A surge on US stock markets and the dollar coupled with renewed weakness in crude oil saw the gold price begin to lose sight of the psychologically important $1,200 an ounce level on Monday.
Gold for delivery in June – the most active futures contract – fell $18.32 or 1.5% hitting $1,182.38 in heavy midday trade in New York giving up all of last week's gains.
Last week nervous investors piled into gold after Saudi-Arabia launched airstrikes in Yemen against Iranian-backed militias that had taken over large swathes of the country with the price climbing to a three-week high above $1,220 an ounce.
The rally saw gold recover from its 2015 nadir of $1,148.20 an ounce hit the week before, but the change in sentiment is proving short lived as safe-haven buyers exit the market.
On Monday attention shifted to the looming announcement of a framework agreement between western powers and Iran about its nuclear program, which could reshape the crude market in the Middle-East if and when sanctions are lifted against the world's sixth largest oil producer, just behind Canada. Oil lost more than 1% on Monday, to back below $50 a barrel.
Monday's weakness also wiped out the metal's gains for the year and gold is now trading down more than $120 below its the 2015 high above $1,300 reached in January.
Gold was also put under pressure by a stronger dollar which gained to within shouting distance of fresh 12-year highs.
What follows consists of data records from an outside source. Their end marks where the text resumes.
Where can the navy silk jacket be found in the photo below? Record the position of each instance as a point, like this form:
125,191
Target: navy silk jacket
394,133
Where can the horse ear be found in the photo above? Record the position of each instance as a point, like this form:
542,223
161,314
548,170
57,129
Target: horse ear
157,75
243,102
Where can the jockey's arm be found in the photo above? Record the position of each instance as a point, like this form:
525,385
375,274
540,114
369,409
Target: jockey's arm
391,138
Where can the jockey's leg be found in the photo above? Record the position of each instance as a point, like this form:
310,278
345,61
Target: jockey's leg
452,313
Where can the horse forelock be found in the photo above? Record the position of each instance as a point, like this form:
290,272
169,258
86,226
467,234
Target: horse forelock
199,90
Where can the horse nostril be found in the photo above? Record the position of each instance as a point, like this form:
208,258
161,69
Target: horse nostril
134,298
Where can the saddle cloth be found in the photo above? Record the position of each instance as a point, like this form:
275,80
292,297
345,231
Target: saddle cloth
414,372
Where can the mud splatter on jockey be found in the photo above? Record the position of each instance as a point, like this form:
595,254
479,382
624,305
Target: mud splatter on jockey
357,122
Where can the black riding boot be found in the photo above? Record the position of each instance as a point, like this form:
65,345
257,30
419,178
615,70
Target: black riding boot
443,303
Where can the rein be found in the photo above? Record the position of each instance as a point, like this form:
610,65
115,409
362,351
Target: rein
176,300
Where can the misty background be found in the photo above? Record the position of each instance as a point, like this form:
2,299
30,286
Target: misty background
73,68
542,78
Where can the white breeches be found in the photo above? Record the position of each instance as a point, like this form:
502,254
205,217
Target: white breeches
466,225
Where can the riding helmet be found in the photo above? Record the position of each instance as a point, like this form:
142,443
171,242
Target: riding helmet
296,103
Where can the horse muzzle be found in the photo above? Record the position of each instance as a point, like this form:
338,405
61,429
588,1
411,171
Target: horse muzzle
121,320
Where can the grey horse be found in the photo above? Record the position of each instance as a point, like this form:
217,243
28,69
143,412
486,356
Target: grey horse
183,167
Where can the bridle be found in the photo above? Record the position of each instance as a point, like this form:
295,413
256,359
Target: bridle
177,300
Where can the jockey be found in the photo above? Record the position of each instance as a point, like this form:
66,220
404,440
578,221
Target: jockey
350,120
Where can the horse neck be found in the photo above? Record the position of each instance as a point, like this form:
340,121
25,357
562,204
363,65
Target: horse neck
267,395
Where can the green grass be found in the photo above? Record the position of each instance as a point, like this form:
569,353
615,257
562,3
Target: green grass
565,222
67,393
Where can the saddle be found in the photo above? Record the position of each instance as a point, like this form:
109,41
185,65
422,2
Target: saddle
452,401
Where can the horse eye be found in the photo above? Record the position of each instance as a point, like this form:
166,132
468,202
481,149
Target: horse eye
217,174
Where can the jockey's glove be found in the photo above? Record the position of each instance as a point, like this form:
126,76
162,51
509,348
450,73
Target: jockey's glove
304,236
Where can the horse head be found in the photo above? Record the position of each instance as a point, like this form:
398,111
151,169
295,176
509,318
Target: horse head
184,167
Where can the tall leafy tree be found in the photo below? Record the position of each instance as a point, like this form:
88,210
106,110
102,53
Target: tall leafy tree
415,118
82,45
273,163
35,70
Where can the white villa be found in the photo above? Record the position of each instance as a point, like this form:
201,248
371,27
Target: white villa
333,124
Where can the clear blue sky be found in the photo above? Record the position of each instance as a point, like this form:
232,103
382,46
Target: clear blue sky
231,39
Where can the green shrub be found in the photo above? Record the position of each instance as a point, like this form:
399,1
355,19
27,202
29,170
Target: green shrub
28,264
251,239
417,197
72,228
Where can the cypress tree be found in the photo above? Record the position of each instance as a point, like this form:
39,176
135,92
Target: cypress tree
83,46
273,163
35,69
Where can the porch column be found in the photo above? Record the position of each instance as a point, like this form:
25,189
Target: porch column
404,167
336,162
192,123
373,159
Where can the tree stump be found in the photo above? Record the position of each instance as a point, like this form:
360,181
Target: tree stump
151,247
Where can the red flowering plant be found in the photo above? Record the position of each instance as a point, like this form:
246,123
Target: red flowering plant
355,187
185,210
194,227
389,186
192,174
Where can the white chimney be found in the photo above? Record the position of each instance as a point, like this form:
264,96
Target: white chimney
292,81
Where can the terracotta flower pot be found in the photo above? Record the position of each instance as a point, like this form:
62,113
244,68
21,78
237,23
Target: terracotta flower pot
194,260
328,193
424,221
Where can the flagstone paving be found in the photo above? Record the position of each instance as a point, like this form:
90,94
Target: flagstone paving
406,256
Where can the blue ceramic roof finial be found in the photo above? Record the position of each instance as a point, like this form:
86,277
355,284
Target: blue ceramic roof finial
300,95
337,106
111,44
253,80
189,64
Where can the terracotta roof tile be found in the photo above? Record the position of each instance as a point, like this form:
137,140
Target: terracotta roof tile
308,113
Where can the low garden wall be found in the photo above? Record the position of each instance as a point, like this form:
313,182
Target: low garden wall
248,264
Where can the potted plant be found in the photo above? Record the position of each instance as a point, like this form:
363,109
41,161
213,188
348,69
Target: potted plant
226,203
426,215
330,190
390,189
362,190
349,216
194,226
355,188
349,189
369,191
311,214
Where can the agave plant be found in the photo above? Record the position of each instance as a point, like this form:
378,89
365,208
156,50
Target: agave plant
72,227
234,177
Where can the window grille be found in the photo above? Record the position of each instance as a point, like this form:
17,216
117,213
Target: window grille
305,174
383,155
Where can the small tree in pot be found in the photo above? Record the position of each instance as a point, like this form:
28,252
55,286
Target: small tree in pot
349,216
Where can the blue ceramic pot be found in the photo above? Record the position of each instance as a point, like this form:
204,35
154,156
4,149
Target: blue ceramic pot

The dollar was aided by comments from US Federal Reserve Chair Jane Yellen on Friday that a rise in the benchmark rate "may well be warranted later this year."
As it is not income producing gold is negative correlated with interest rates and bond yields. Gold and the dollar also usually move in opposite directions. The US Dollar Index is up 21.6% compared to this time last year and the past year has been the greenback's strongest run on a rolling 12-month period since 1973.
A new report by the World Gold Council that examines the complex relationship between the gold price and the world's reserve currency showed gold prices rise twice as much during weak dollar periods than they fall when the dollar strengthens which helps to explain some of the recent volatility in the price.